Small-molecule ligand-binding proteins are important tools for biology and biotechnology. Such tools can be created by raising antibodies against the molecule of interest or by directed evolution of an existing protein with a low affinity to the ligand to increase its binding power. But neither of these established approaches offers complete design flexibility or complete control over the binding interaction.

David Baker of the University of Washington and his colleagues recently established principles guiding the rational design of ligand-binding proteins. They identified three crucial properties for creating a successful designer binder: the existence of specific hydrogen bonding and van der Waals interactions between the protein binding site and ligand, good shape complementarity between the binding site and ligand, and a structurally 'preorganized' binding site.

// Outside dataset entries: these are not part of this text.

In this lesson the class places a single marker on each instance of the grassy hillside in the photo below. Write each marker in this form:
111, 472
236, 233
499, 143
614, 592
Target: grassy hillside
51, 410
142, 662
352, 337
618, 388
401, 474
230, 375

They used computational tools to design an optimal binding site for the steroid ligand digoxigenin, positioning appropriate amino acid side chains around it to satisfy the three guiding design principles. They stationed the designed binding site in a set of receptive protein scaffold structures. To increase binding affinity, they further computationally optimized the residues surrounding the binding site. Then they evaluated the designs for binding affinity, shape complementarity and binding-site preorganization, and they selected 17 promising sequences for experimental characterization.

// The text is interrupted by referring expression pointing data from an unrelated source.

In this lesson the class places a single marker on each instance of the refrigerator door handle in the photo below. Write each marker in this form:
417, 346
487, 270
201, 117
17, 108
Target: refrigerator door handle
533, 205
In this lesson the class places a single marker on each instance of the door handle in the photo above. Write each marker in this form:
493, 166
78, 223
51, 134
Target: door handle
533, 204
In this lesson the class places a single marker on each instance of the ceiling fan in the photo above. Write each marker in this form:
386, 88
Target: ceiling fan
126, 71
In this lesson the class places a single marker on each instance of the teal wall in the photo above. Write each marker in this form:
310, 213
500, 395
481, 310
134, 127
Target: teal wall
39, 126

The researchers displayed the 17 designer binders on the surface of yeast and panned for binding to digoxigenin by flow cytometry. Of the 17, 2 bound digoxigenin, which the team confirmed by fluorescence polarization and isothermal titration calorimetry. Not stopping there, they optimized the top binder using site-saturation mutagenesis and yeast surface-display selection. Further, they used deep sequencing to map the effects on binding of single amino acid mutations at crucial positions. Implementing these results, they finally attained a highly specific binder with picomolar affinity for digoxigenin, a degree of affinity typically characteristic of antibodies.

Not only does the work offer new insights into protein-ligand interaction chemistry, the digoxigenin designer binder may also be a useful therapeutic tool. Whether the approach can be used to create other useful designer binders remains to be seen, but the outlook seems promising indeed.